We have the following Java method to compress files using GZIPOutputStream
private void archive(Path originalFile) {
Path tempFile = originalFile.resolveSibling(originalFile.toFile().getName() + TEMPORARY_FILE_EXTENSION);
Path gzippedFile = originalFile.resolveSibling(originalFile.toFile().getName() + ARCHIVED_FILE_EXTENSION);
try {
try (FileInputStream input = new FileInputStream(originalFile.toFile());
BufferedOutputStream output = new BufferedOutputStream(new GZIPOutputStream(new FileOutputStream(tempFile.toFile())))) {
IOUtils.copy(input,output);
output.flush();
}
Files.move(tempFile, gzippedFile, StandardCopyOption.REPLACE_EXISTING);
Files.delete(originalFile);
LOGGER.info("Archived file {} to {}", originalFile, gzippedFile);
} catch (IOException e) {
LOGGER.error("Could not archive file {}: " + e.getMessage(), originalFile, e);
}
try {
Files.deleteIfExists(tempFile);
} catch (IOException e) {
LOGGER.error("Could not delete temporary file {}: " + e.getMessage(), tempFile, e);
}
}
The problem is that if we manually decompress back the file:
gzip -d file_name
The resulting decompressed file does not match the original file. The file size and the total number of lines are decreased. For example from 33MB to 32MB with a loss of 800K lines.

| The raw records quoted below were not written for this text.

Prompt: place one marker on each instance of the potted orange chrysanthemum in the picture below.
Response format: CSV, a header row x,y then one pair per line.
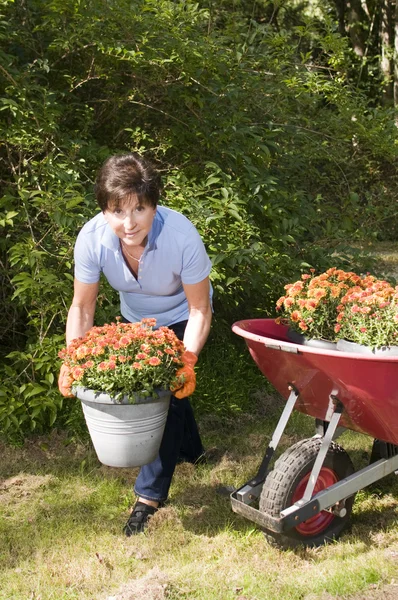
x,y
309,306
367,319
124,374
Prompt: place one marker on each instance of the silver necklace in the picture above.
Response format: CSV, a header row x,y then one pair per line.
x,y
124,249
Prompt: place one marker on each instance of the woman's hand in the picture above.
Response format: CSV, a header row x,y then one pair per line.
x,y
187,382
186,376
65,382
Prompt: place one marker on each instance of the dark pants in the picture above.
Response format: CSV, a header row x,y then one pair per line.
x,y
181,441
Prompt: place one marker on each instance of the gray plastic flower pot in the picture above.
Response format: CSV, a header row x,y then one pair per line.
x,y
123,434
346,346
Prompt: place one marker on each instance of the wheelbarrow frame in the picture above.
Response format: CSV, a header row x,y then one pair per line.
x,y
309,505
334,405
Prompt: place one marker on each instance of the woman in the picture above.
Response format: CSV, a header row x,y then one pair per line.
x,y
156,260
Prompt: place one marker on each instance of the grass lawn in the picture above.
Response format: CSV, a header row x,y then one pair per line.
x,y
62,515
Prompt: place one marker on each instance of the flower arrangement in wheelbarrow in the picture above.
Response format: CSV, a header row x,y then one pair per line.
x,y
310,304
129,360
339,305
368,315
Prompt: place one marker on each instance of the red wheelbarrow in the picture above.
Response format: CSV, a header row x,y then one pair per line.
x,y
307,498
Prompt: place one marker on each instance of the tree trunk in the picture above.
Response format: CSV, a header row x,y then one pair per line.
x,y
357,18
387,43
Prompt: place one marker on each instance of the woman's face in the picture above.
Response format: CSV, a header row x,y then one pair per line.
x,y
131,221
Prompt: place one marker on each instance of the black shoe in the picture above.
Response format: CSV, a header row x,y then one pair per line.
x,y
138,519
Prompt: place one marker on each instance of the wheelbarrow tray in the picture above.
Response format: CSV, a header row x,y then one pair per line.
x,y
367,386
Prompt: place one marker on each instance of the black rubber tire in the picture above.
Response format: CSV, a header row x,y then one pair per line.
x,y
281,483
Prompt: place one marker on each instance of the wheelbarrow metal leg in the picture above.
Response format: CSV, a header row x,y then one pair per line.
x,y
252,489
320,459
301,511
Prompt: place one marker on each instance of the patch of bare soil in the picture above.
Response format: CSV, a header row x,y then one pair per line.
x,y
153,586
21,486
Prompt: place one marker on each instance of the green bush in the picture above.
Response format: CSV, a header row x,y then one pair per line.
x,y
261,138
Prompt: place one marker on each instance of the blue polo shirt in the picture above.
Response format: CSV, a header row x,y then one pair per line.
x,y
174,254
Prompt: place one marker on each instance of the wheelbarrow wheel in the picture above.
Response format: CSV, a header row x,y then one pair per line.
x,y
286,484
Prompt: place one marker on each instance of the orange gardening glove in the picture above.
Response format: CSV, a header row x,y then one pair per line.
x,y
189,358
187,374
65,382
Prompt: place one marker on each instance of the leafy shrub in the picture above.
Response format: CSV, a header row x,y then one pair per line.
x,y
263,143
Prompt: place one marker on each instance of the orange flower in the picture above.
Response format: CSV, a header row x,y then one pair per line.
x,y
154,361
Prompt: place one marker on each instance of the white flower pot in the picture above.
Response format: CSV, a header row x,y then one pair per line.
x,y
123,434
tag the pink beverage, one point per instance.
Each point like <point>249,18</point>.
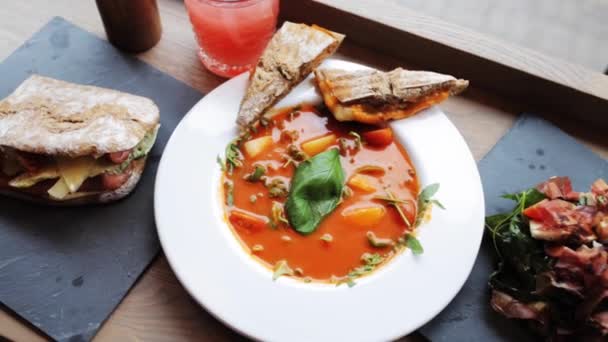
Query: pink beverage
<point>232,34</point>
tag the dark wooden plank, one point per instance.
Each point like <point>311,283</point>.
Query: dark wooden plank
<point>541,83</point>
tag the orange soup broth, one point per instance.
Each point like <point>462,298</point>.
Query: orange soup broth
<point>319,259</point>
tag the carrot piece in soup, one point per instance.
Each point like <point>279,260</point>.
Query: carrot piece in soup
<point>247,222</point>
<point>361,183</point>
<point>364,216</point>
<point>318,145</point>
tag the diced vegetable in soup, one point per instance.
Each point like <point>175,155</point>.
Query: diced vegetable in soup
<point>312,199</point>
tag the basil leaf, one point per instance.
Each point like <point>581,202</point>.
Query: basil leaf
<point>315,191</point>
<point>414,244</point>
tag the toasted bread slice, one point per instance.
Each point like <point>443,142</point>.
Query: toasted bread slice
<point>374,97</point>
<point>291,55</point>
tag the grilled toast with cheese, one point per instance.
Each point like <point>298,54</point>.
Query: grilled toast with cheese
<point>374,97</point>
<point>291,55</point>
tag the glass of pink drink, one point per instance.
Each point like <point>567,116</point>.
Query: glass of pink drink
<point>232,34</point>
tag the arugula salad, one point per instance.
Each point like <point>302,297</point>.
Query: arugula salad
<point>553,260</point>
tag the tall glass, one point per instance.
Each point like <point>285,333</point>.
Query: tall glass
<point>232,34</point>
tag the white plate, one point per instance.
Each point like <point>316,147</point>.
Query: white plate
<point>392,302</point>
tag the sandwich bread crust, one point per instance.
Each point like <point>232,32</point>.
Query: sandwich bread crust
<point>48,116</point>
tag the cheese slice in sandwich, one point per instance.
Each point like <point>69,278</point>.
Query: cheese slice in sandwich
<point>65,143</point>
<point>291,55</point>
<point>373,97</point>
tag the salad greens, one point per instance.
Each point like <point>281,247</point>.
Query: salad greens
<point>522,257</point>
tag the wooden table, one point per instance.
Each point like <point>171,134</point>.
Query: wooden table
<point>158,308</point>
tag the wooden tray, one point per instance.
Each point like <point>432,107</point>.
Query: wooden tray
<point>505,80</point>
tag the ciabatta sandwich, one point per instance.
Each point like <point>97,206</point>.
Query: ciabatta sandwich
<point>64,143</point>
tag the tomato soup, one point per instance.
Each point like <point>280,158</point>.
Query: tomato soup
<point>364,228</point>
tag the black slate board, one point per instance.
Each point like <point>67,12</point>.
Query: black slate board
<point>531,152</point>
<point>65,269</point>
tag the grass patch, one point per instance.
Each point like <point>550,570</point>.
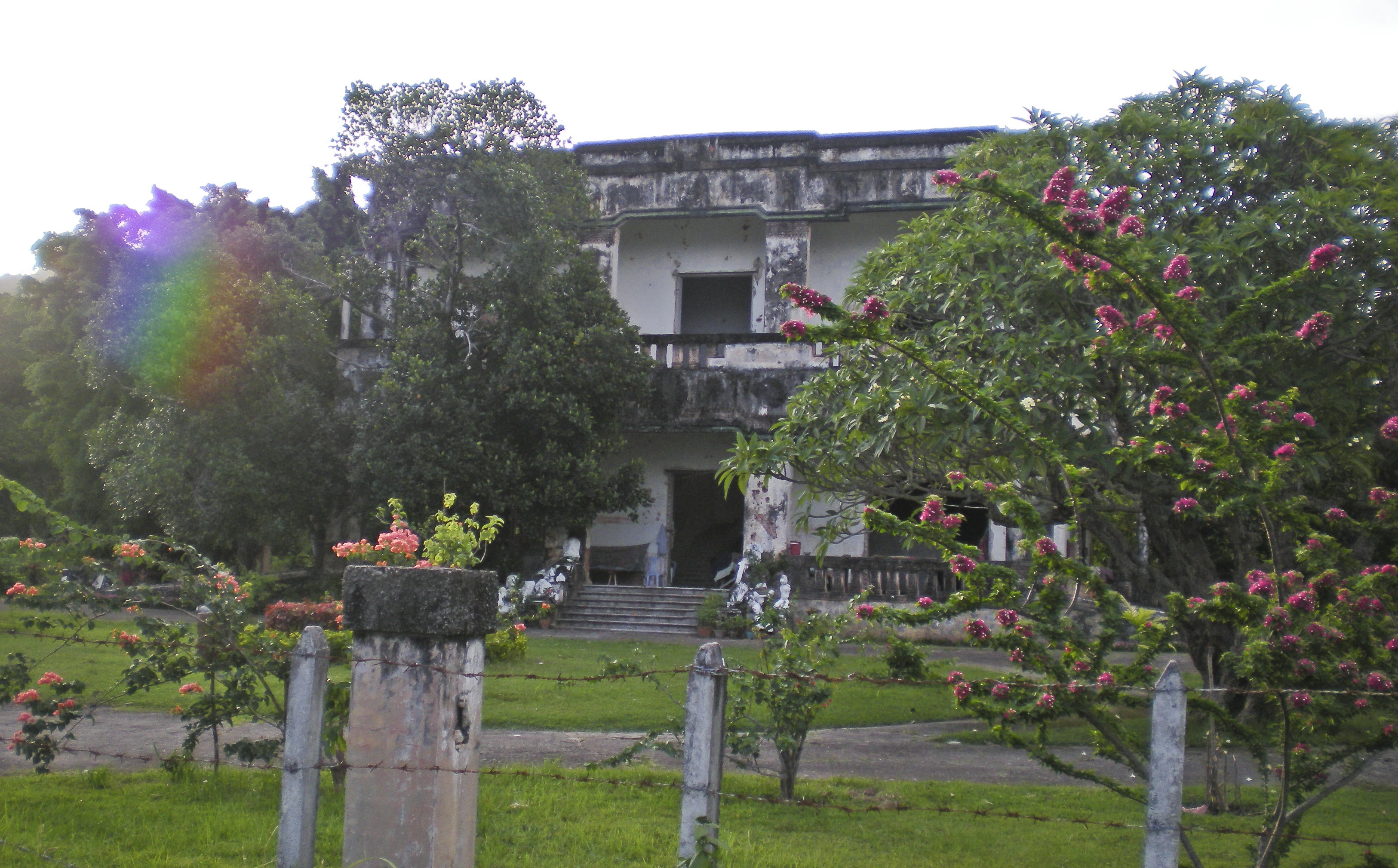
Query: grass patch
<point>149,821</point>
<point>515,703</point>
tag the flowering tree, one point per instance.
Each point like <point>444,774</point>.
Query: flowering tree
<point>1305,638</point>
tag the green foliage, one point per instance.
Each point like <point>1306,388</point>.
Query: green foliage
<point>905,660</point>
<point>711,611</point>
<point>505,645</point>
<point>456,541</point>
<point>779,701</point>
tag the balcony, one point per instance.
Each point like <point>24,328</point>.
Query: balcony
<point>887,579</point>
<point>723,382</point>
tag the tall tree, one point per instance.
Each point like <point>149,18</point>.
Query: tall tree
<point>512,367</point>
<point>1245,181</point>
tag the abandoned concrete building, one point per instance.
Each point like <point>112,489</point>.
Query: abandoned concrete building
<point>695,237</point>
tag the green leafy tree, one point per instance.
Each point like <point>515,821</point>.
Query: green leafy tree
<point>512,367</point>
<point>1241,178</point>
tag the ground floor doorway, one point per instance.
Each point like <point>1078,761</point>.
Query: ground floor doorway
<point>708,528</point>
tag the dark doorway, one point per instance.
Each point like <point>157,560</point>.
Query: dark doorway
<point>716,304</point>
<point>972,529</point>
<point>708,528</point>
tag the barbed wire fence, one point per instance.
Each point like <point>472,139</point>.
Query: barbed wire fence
<point>702,779</point>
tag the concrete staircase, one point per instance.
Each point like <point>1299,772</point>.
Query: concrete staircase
<point>628,607</point>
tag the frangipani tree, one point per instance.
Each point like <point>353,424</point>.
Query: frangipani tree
<point>1306,638</point>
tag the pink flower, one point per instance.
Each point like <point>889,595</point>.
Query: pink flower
<point>806,298</point>
<point>1131,226</point>
<point>1323,256</point>
<point>1110,319</point>
<point>874,310</point>
<point>1316,329</point>
<point>1115,206</point>
<point>961,564</point>
<point>1060,187</point>
<point>1179,269</point>
<point>1081,220</point>
<point>1303,601</point>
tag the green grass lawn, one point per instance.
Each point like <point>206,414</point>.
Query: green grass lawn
<point>628,705</point>
<point>230,819</point>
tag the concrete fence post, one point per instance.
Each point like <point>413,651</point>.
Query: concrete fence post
<point>707,698</point>
<point>1166,786</point>
<point>301,751</point>
<point>414,733</point>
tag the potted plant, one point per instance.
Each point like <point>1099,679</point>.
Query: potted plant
<point>709,614</point>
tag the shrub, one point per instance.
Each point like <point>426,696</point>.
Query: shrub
<point>507,645</point>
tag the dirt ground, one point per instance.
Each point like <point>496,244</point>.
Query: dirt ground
<point>900,752</point>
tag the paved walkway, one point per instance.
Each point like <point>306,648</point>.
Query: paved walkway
<point>901,752</point>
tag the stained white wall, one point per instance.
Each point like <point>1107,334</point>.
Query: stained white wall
<point>653,254</point>
<point>661,452</point>
<point>836,248</point>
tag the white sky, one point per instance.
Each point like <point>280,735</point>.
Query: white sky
<point>102,100</point>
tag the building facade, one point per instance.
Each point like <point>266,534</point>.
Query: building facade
<point>697,235</point>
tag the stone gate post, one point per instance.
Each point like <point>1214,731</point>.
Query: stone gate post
<point>413,740</point>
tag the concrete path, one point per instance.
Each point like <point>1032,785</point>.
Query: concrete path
<point>901,752</point>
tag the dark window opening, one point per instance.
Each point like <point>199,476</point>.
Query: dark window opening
<point>716,305</point>
<point>971,532</point>
<point>708,528</point>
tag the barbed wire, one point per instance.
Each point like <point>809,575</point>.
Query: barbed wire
<point>769,800</point>
<point>741,672</point>
<point>37,853</point>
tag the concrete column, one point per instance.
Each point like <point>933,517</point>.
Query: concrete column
<point>603,242</point>
<point>787,255</point>
<point>1166,786</point>
<point>707,699</point>
<point>767,516</point>
<point>414,713</point>
<point>301,752</point>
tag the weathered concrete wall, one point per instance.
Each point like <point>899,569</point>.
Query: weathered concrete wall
<point>790,174</point>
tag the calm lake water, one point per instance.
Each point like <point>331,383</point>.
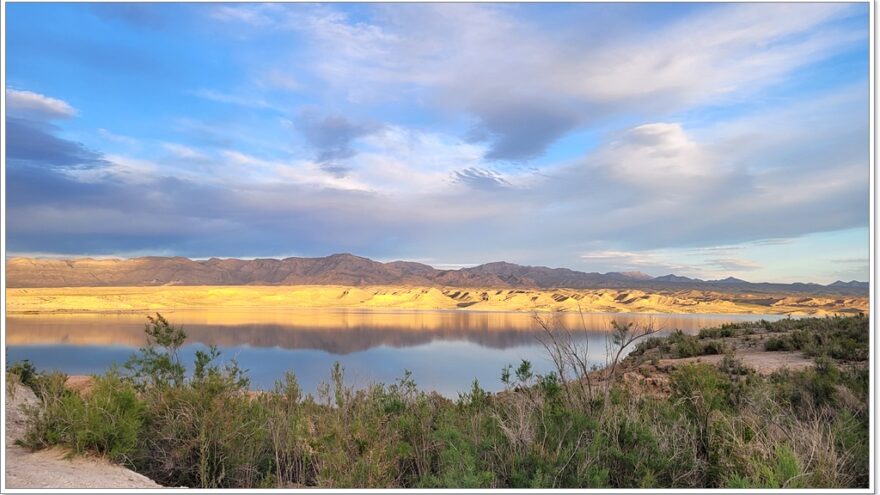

Could the issue be related with the encoding (EBCDIC) of the files we are compressing? https://en.wikipedia.org/wiki/EBCDIC
After several Tests we have not been able to reproduce the issue, it must have been related with not having enough space on the volume during the compression. @SirFartALot thanks for pointing that out.